A regular newspaper speaks of healed and reconciled relationships, addictions to pornography, gambling and alcohol broken and people formerly living for themselves now living for others.

Mmmmm. I think that’s the world most of us would like to live.

Ariane Sherine who kick-started the original campaign is said to be delighted this campaign has gone global. Well Ariane, wherever you go we’ll be there to meet you.

It was the late, great journalist and thinker Malcolm Muggeridge, who for years ran with the likes of atheists including Bertrand Russell and Sir Freddie Ayre – who were unbelievably influential in the 1950s, seemed to be on television every week and were highly effective in debunking the church and faith, particularly to university students.

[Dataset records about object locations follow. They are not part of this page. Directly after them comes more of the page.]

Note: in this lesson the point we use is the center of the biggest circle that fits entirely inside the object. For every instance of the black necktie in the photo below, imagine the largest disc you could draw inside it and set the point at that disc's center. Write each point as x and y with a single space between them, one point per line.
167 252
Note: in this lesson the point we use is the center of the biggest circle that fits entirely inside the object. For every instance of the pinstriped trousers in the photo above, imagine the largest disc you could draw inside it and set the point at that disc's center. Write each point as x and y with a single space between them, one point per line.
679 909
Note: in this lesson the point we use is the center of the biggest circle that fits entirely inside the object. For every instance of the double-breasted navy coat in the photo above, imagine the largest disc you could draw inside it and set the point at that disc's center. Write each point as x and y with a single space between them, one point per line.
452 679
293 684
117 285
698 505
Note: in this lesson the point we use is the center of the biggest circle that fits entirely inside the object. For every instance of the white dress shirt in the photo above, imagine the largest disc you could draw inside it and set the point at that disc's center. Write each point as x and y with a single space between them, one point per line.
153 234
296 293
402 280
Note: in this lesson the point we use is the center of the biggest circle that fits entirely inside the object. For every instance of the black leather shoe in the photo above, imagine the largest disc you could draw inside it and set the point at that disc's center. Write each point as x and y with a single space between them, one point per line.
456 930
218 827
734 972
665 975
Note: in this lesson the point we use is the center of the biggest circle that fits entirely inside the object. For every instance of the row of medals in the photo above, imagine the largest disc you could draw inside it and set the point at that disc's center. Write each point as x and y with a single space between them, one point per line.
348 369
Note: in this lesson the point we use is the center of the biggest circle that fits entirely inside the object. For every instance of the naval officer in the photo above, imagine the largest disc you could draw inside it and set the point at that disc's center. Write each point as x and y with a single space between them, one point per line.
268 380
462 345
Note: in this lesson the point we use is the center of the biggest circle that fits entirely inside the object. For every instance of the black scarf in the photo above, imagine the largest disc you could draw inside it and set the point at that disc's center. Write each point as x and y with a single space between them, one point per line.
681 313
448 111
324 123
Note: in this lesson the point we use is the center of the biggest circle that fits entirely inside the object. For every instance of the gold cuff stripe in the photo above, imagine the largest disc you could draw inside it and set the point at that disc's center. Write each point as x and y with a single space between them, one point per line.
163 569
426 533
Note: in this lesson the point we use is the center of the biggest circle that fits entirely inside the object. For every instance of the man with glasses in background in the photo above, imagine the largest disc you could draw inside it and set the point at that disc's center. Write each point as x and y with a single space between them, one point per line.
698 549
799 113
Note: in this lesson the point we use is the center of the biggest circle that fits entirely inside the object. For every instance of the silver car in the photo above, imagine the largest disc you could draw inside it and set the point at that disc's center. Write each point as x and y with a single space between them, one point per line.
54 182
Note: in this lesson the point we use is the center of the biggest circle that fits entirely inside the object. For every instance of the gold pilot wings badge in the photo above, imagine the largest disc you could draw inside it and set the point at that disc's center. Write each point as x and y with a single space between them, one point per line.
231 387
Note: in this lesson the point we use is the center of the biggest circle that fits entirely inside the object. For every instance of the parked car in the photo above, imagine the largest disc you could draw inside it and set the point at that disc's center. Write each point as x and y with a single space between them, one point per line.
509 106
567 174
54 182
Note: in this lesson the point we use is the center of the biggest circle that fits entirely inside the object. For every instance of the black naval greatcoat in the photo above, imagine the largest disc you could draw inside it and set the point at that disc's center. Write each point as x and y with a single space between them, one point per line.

Many believed it was this often hilarious academic’s sometimes bitter crusade that paved the way for the free love, promiscuity and drugs of the 1960s.

But there came a time when having lived and worked as a journalist in communist Moscow, which he said was “like a bear that crushed you to death” and then in capitalist Washington, which he likened to “a cancer that eats you to death” he heard some words ringing in his ears. “To whom shall we go? You have the words of eternal life.”

Muggeridge reflected “if only there had been another man I could have gone to, another road I could have travelled or another book that made more sense, but there was no other such man, no other such road and no other such book – so almost against my will, I submitted to the irresistible grace of God.”

His conversion didn’t escape the press who wrote page after page of his newfound faith. He dedicated most of his royalties to charitable work, particularly to work in India with Mother Theresa, lived humbly and entertained in his Robert’s Bridge, Sussex, home almost until the end of his life.

This is Christ at work in his people, with all of the flaws and deficiencies we live with. I wonder is this a better world than what we see elsewhere?